Deneal v. U.S., 85-1554.

Decision Date14 December 1988
Docket NumberNo. 85-1554.,85-1554.
Citation551 A.2d 1312
PartiesKenneth D. DENEAL, Appellant, v. UNITED STATES, Appellee.
CourtD.C. Court of Appeals

Ted Kavrukov, appointed by this court, for appellant.

Roy W. McLeese III, Asst. U.S. Atty., with whom Jay B. Stephens, U.S. Atty., Michael W. Farrell and Debra L. Long— Doyle, Asst. U.S. Attys., Washington, D.C., were on the brief, for appellee.
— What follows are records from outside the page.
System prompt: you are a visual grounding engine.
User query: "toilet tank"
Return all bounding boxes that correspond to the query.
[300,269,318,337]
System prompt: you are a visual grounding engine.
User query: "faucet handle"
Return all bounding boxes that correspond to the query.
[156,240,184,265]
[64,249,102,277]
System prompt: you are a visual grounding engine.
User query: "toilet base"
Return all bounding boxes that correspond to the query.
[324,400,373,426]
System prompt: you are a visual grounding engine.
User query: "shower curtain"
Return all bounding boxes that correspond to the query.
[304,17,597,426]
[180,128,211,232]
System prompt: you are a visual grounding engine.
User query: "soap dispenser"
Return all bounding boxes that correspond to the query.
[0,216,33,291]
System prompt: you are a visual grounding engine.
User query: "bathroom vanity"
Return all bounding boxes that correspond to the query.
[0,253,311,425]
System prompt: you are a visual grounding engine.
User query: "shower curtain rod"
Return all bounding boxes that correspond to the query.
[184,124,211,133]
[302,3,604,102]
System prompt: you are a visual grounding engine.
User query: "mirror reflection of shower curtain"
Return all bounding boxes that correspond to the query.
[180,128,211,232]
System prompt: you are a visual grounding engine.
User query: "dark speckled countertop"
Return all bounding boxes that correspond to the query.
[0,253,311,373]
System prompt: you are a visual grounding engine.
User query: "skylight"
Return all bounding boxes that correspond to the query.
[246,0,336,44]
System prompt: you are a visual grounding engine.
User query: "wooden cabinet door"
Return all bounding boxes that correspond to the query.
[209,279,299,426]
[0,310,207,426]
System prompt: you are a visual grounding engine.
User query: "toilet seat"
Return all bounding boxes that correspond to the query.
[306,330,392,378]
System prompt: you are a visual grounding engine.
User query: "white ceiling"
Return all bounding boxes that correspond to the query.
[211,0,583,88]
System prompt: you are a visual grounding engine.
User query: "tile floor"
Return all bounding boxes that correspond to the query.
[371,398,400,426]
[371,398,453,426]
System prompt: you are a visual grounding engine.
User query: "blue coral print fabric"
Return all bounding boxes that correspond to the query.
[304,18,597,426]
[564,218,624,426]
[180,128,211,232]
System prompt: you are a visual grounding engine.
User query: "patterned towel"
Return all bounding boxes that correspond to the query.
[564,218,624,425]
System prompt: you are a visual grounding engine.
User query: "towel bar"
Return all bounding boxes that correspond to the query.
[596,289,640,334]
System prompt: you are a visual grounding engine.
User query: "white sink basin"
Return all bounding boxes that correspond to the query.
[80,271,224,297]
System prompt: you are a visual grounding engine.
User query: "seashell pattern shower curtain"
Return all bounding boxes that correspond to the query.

Before NEWMAN and STEADMAN, Associate Judges, and REILLY, Senior Judge.

REILLY, Senior Judge:

Appellant, found guilty by a jury of carrying a pistol without a license, D.C. Code § 22-3204 (1981); possession of an unregistered firearm, id. § 6-2311(a) (1981); unlawful possession of ammunition, id. § 6-2361(3) (1988 Supp.); possession of phencyclidine (PCP), id. § 33-541(d) (1988 Repl.); and possession of marijuana, id.;1 asserts three grounds for reversal: the trial court erred in (1) permitting one of the government's principal witnesses to invoke the privilege against self-incrimination; (2) limiting the cross-examination of one of the arresting officers; and (3) instructing the jury regarding the possession with intent to distribute and carrying a pistol without a license counts. We affirm.

I

On January 7, 1985, two policemen in a marked scout car observed an erratically-driven Audi heading north on Ninth Street. The vehicle swerved at them from the left lane, almost striking their car, and continued on. The officers followed, and stopped the vehicle. Officer Mayberry went to the passenger side where appellant sat and shined his flashlight into the car where he spotted the cylinder of a gun with live ammunition in it between appellant's legs. He immediately ordered appellant out of the car, and called for a back-up unit. After assistance arrived, Mayberry looked in the car and discovered the frame of a .38-caliber revolver lying on the floor beneath where appellant had been sitting. A search of appellant incident to his arrest uncovered a bag containing what laboratory analysis later proved to be 43.41 grams of marijuana laced with phencyclidine (PCP) with an approximate street value of $2,100. Although both appellant and the driver of the car, Enrico Hoye, were arrested at the scene, the United States Attorney declined to prosecute Hoye. Appellant was indicted after the case against him was presented to a grand jury.

II

Prior to trial, defense counsel subpoenaed Hoye to testify. However, he failed to honor the subpoena served on him, and was later arrested on a bench warrant issued after his failure to appear. Once his presence was obtained, the trial court appointed counsel for Hoye to advise him of his privilege against self-incrimination. After counsel had conferred with Hoye, the trial court conducted an inquiry on the matter and permitted him to assert Ms privilege as to the circumstances surrounding his presence in the car on the night of the arrest. Appellant argues that it was error for the trial judge to have excused Hoye from taking the stand without first determining whether the proffered testimony was incriminating in nature and whether such testimony would have exposed Hoye to a substantial risk of prosecution.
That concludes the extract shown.